O secretário do Desenvolvimento, Roberto Rufino, declara na edição de hoje do JC que a decisão coloca Bauru na "contramão da história". Segundo ele, pelo fato de a cidade ser sede de uma grande região, fechar as lojas na maior parte dos sábados à tarde
é "voltar no tempo".
Não compensa
Os comerciários, por sua vez, dizem, através do sindicato da categoria, que não querem deixar de trabalhar, mas que não compensa a ausência junto à família em troca de uma cesta básica e do vale-alimentação. Diante do impacto negativo de tal medida, seria interessante para todos se houvesse uma renegociação.
"Mesa pequena"
A chamada "frente de esquerda", que já se reuniu uma vez, iria pôr à "mesa pequena", ontem, caciques do PSB, PDT, PT e PC do B. Porém, constatou-se, ontem mesmo, que a "mesa" era pequena demais, por isso a reunião foi adiada para sábado, ocasião em que são esperadas as presenças de vereadores, deputado Pedro Tobias e de Tuga Angerami.
PPS estranha
Quem não está gostando de ver o PC do B na "frente"
é o PPS, que havia conversado com o partido de Majô. Segundo um dirigente do PPS, Dino Magnoni, presidente do PC do B, havia proposto uma aliança para a eleição deste ano, na proporcional principalmente, uma vez que poucos partidos querem se coligar com o PC do B em razão da vereadora Majô.
Quociente difícil I
Não que Majô não seja bem quista nos demais partidos.
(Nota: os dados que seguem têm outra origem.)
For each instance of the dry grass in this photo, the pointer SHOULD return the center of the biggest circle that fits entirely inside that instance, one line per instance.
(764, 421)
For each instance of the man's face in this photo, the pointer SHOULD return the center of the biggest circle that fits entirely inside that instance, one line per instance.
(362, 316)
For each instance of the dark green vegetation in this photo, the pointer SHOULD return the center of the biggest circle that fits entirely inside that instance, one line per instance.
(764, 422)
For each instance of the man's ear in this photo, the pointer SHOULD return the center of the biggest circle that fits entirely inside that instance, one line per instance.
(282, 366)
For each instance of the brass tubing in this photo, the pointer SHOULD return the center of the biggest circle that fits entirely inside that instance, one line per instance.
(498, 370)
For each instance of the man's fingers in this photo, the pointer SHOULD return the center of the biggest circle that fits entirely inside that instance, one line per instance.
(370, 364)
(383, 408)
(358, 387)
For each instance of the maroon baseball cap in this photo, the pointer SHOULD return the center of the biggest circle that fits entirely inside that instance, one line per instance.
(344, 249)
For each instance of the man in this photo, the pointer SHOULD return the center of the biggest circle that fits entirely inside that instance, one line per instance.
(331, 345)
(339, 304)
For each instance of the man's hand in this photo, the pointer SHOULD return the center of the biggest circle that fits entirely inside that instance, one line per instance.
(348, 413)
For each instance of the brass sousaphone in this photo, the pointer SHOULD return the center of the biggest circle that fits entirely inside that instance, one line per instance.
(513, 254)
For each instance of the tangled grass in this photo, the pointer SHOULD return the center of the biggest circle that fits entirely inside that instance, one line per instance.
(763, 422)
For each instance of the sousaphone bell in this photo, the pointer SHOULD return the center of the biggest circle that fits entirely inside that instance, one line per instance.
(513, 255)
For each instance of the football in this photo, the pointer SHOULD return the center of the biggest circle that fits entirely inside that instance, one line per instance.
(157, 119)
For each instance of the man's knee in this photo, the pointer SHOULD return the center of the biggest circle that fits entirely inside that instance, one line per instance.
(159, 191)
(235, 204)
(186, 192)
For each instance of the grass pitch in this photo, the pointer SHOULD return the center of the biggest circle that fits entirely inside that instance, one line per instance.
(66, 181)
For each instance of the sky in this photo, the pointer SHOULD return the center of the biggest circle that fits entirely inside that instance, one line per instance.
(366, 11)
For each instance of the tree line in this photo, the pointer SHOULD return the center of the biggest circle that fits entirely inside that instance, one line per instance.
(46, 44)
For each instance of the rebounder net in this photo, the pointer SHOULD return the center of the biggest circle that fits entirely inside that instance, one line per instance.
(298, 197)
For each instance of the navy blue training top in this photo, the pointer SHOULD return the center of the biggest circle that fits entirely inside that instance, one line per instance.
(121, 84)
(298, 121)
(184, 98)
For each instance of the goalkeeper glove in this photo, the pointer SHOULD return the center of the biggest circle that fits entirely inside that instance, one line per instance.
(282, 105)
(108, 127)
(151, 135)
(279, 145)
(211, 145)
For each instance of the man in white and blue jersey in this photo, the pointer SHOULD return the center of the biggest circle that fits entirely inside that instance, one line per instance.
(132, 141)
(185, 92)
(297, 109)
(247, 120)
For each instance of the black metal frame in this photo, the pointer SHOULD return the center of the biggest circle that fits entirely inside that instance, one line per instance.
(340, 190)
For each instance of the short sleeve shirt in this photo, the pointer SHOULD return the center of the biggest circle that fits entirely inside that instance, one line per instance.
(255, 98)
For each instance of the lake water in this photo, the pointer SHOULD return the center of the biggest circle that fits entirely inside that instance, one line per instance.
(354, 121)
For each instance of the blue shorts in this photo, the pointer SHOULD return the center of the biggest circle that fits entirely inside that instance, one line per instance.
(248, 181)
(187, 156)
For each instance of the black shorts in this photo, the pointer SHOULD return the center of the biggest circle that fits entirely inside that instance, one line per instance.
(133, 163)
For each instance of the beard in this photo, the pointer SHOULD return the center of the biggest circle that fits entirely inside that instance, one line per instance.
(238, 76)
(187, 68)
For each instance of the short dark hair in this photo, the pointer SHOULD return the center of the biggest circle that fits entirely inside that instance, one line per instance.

O problema é que uma coligação com o PC do B significa, para os demais candidatos a vereador, uma grande chance de reeleição para a vereadora, no lugar de uma vaga que poderia ser de um deles. Em todos os partidos com os quais o PC do B conversou houve resistências.
Quociente difícil II
Já para o PC do B, o problema é inversamente do mesmo tamanho. Sozinho, é difícil para o partido obter o quociente eleitoral que lhe garanta uma vaga na Câmara, ou seja, a eleição de Majô. Calcula-se que um partido ou uma coligação vai começar a eleger vereadores a partir da obtenção de 7 mil a 8 mil votos.
PST desautoriza
Circulou ontem a informação de que o PST teria desautorizado Pedro Valentim a falar em nome do partido a respeito da administração Nilson Costa. Valentim conseguiu visitar o 3º andar do Palácio das Cerejeiras, ocasião em que se posicionou contra a instalação de uma Processante para o atual prefeito.